Month: February 2012

  • Call the Midwife.

    Nobody told me that writing a book is so much like giving birth. This is crazy.

    I’ve had a book swimming around in my head for years. Correction: Make that books. It’s a wonder I can think at all with all this stuff jumping around in here.

    Wow, the confusion!

    There’s a thought–better write that down!

    Where?

    Wait, can’t blog it–it should go in the book!

    Which one?

    How should I know? You’re the writer!

    I am? Oh, wait. Yes…yes, I am. I am?

    You’ve known it your whole life. Pull yourself together, woman.

    Am I the only idiot who has involved conversations with herself?

    Probably.

    Shut up.

    You asked.

    Yes, I suppose I did. Now what? Where do I go from here? 
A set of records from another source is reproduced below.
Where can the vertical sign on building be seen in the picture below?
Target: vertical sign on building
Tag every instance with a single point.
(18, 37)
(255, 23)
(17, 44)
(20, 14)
    Enough with the italics. Too much introspection. Good grief. This has to be hormone-driven.

    What is happening to me? Is this the part where I look back and see with startling clarity the Braxton-Hicks contractions of those first scribbled stories, the years of teaching creative writing, the lifestory coaching, the endless journaling, the sporadic ebb and flow of blogging? Where I suddenly realize that maybe this is really it, that maybe I really am finally in labor–that I am about to have a book? Or maybe it’s just another one of those dreams about giving birth to an alien. I don’t know what’s happening, but I do know this is scary mess.

    Forget boiling water. I need coffee.

  • Brighter Days

    These are happier times, and I have Write Where It Hurts to thank for it. Jo Ann and Kate, I don’t deserve the love and encouragement the two of you (along with the beautiful WWIH community) have brought into my life, but I am truly grateful. Not only do I feel like I can start really writing again, I actually feel like I’m being equipped and encouraged to do so in ways that are simultaneously pushing me forward and sending me deeper into myself to search out the story. 

    I am praying over a way to attend at least one writers conference this year. I feel like this is the next step toward publishing–the lifelong dream I had begun to wonder if I should just put down. God isn’t letting me put it down.

    So I’m dusting off the cobwebs and oiling the rusty hinges and I’m writing–really writing–again. I have to say it feels amazing.